Abstract
Recently, Fast Fourier Transform (FFT) was introduced to study pattern characterization in textiles. Accelerators are a promising platform to accelerate large-scale FFT computation. However, current accelerating FFT only uses the accelerator to compute, but uses a CPU as a mere task controller. Additionally, a specified interface for FFT is built into the China accelerator (CA), which severely restricts FFT parallelization and performance. Hence, we transform four multiplications and six additions into six Fused Multiply Add (FMA) operations, then reduce total float operations by 40%, assisted by FMAs equipped with a Vector Processing Unit (VPE). Moreover, we propose an Interface Adapter (IA) to cater to a specified interface and a Fused Algorithm for Interface Adapter (FAIA) to fully use both the CA and CPU to compute large-scale FFT with coordination. Experimental results validated successful performance.
Keywords
Introduction
The Fast Fourier Transform (FFT) is one of the most widely-used numerical algorithms today in science and engineering domains for advanced textile research, large-scale physics simulations, signal processing, and mechanical responses of materials with complex structures. 1–6 In the field of textiles and clothing, FFT can be used in online textile and clothing quality inspection and it is essential in controlling and updating textile and clothing quality for cotton textile corporations. FFT images can also be used as elements for textile image design for items such as clothing.

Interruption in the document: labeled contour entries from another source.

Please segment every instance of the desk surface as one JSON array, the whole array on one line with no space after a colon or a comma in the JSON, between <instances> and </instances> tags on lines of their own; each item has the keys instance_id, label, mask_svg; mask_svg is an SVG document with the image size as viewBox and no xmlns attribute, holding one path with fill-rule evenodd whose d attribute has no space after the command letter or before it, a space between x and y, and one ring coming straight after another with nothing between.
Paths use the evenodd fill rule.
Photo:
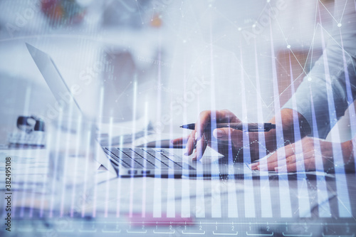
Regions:
<instances>
[{"instance_id":1,"label":"desk surface","mask_svg":"<svg viewBox=\"0 0 356 237\"><path fill-rule=\"evenodd\" d=\"M1 164L6 157L11 157L13 167L13 233L21 233L31 225L28 234L36 236L36 231L46 228L43 223L49 221L52 226L47 228L61 233L63 219L70 220L66 226L73 228L73 236L85 232L83 224L88 225L87 231L97 230L93 236L105 232L105 228L132 235L139 233L130 230L142 229L161 234L172 234L174 231L175 236L194 231L234 234L234 230L239 236L283 231L318 236L323 231L339 233L335 232L338 228L345 234L356 232L355 174L337 174L335 178L300 174L201 179L116 178L98 171L93 179L96 185L85 202L70 191L59 199L65 201L56 201L53 200L58 196L53 199L46 191L48 184L45 149L2 150ZM6 195L4 169L0 172L1 189ZM6 206L6 200L3 200ZM6 214L1 209L1 216ZM0 231L8 233L4 228Z\"/></svg>"}]
</instances>

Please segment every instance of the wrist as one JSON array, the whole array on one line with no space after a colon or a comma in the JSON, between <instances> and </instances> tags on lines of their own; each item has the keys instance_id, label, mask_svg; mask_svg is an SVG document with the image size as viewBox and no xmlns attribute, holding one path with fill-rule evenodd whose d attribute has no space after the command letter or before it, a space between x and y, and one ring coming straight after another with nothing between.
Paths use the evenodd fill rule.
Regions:
<instances>
[{"instance_id":1,"label":"wrist","mask_svg":"<svg viewBox=\"0 0 356 237\"><path fill-rule=\"evenodd\" d=\"M345 166L350 166L355 164L355 150L356 148L356 137L354 139L341 143L342 150L342 158Z\"/></svg>"}]
</instances>

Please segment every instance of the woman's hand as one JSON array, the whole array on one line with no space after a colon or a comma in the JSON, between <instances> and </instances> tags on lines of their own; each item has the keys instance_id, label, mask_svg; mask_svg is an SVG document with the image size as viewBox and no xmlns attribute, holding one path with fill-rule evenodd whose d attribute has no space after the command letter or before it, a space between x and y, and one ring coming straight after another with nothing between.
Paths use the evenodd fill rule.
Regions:
<instances>
[{"instance_id":1,"label":"woman's hand","mask_svg":"<svg viewBox=\"0 0 356 237\"><path fill-rule=\"evenodd\" d=\"M197 146L194 159L199 159L206 148L209 146L222 154L227 154L229 149L232 149L235 154L242 147L243 132L232 128L219 128L213 131L206 130L209 123L219 122L241 122L241 121L231 112L223 110L206 110L200 113L195 130L188 137L177 138L172 141L174 144L180 144L187 142L186 155L193 153Z\"/></svg>"},{"instance_id":2,"label":"woman's hand","mask_svg":"<svg viewBox=\"0 0 356 237\"><path fill-rule=\"evenodd\" d=\"M295 143L281 147L271 155L266 162L261 161L252 164L251 169L288 172L310 170L328 172L333 169L335 165L335 160L333 159L335 154L333 150L333 145L335 147L341 148L339 152L336 151L339 153L337 156L342 159L341 164L336 165L354 164L351 141L333 144L323 139L306 137ZM285 155L283 154L283 149ZM284 159L286 161L282 161ZM320 166L317 165L318 162Z\"/></svg>"}]
</instances>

Because of color sense with expansion and contraction, the real Fourier transform can automatically generate patterns with fine structure. Based on the FFT with Fused Multiply Add (FMA) for the China accelerator (CA), a clothing image program can automatically generate FFT images. Thus, samples of fashion and textile images using patterns of points and their combinations can be designed efficiently.
Zeman proposed conjugate gradient FFT-based solvers to resolve the linear elastic problem, 7 and Kabel used composite voxels in FFT-based homogenization to consider the interface, which can really improve the local quality of the calculated strain and stress fields; homogeneous reference material should be introduced into FFT-based methods. 8 However, large scientific and engineering computations would spend the majority of execution time on large size FFTs, which require a large amount of computing resources.

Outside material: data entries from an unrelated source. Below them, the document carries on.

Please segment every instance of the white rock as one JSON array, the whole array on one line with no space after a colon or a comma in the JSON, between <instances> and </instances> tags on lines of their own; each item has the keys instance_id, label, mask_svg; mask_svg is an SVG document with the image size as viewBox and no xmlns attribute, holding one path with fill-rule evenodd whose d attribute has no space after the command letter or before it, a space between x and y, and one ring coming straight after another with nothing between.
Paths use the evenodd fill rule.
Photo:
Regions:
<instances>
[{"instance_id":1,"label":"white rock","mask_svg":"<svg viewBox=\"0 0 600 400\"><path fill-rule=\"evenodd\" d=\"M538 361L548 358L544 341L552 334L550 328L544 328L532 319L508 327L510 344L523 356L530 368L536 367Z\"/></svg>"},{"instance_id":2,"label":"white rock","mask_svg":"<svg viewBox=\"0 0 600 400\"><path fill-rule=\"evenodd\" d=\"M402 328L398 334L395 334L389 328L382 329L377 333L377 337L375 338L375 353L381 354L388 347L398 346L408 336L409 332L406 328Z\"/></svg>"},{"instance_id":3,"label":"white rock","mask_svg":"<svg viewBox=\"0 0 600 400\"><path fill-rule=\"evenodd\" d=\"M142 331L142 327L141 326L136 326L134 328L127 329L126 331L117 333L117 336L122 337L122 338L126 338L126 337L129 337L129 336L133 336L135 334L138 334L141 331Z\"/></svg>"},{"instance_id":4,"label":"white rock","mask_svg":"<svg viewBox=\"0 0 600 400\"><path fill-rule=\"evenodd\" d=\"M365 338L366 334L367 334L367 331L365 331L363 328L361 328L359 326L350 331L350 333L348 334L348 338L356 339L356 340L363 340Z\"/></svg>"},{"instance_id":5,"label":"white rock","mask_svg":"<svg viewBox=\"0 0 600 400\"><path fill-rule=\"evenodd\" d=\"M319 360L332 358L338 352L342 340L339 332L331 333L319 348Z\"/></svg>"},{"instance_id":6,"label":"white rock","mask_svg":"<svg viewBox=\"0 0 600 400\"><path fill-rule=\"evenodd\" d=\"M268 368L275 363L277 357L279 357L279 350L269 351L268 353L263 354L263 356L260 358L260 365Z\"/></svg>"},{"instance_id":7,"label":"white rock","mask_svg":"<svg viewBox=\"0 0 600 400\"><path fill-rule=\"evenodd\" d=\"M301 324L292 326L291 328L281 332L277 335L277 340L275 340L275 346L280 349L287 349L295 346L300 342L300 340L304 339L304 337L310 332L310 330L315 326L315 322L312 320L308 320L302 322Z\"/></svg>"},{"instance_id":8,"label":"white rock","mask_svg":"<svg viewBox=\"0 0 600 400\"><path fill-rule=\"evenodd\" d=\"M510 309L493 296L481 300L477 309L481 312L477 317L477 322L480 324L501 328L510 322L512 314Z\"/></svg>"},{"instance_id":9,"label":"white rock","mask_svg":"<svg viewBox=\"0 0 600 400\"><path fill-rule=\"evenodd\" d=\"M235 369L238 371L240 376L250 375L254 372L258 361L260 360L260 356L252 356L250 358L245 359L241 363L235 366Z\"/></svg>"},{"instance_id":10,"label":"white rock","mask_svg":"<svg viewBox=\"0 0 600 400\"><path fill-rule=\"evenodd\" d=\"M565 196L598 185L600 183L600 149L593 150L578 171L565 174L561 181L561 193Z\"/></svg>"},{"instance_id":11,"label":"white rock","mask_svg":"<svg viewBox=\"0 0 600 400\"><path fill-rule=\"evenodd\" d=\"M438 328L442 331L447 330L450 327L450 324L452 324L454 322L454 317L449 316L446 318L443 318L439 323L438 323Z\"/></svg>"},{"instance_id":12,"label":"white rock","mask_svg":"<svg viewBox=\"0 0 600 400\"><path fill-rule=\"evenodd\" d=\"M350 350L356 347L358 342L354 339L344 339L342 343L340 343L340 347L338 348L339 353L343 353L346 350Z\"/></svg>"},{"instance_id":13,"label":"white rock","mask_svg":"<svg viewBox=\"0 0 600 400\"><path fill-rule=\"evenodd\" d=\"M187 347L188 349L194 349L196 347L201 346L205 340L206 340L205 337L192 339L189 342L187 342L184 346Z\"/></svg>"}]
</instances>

Fortunately, accelerators such as General Purpose Graphical Processing Unit (GPGPU),1,2,9–11 Many Integrated Core (MIC), 12 – 14 Digital Signal Processing (DSP),3,4,15– 18 and Field Programmable Gate Array (FPGA)5,6,19–28 have recently proved to be a more promising platform to solve FFT problems, since accelerators have much more parallel computing resources and can often achieve an order of magnitude performance improvement over CPUs.
Efforts have been popularly focused on GPGPU accelerating FFTs such as CUFFT from Nvidia, 29 a GPU-based out-of-card FFT library from Gu et al., 30 FFT implementation based on a GPU cluster, Hybrid GPU/CPU FFT for Large FFT problems,8,9,25,31 and FFT accelerated using MICs.12–14 However, literature has cited the huge computing resources used by accelerators and have barely taken computing complexity and specified restrictions on the size of FFTs into account.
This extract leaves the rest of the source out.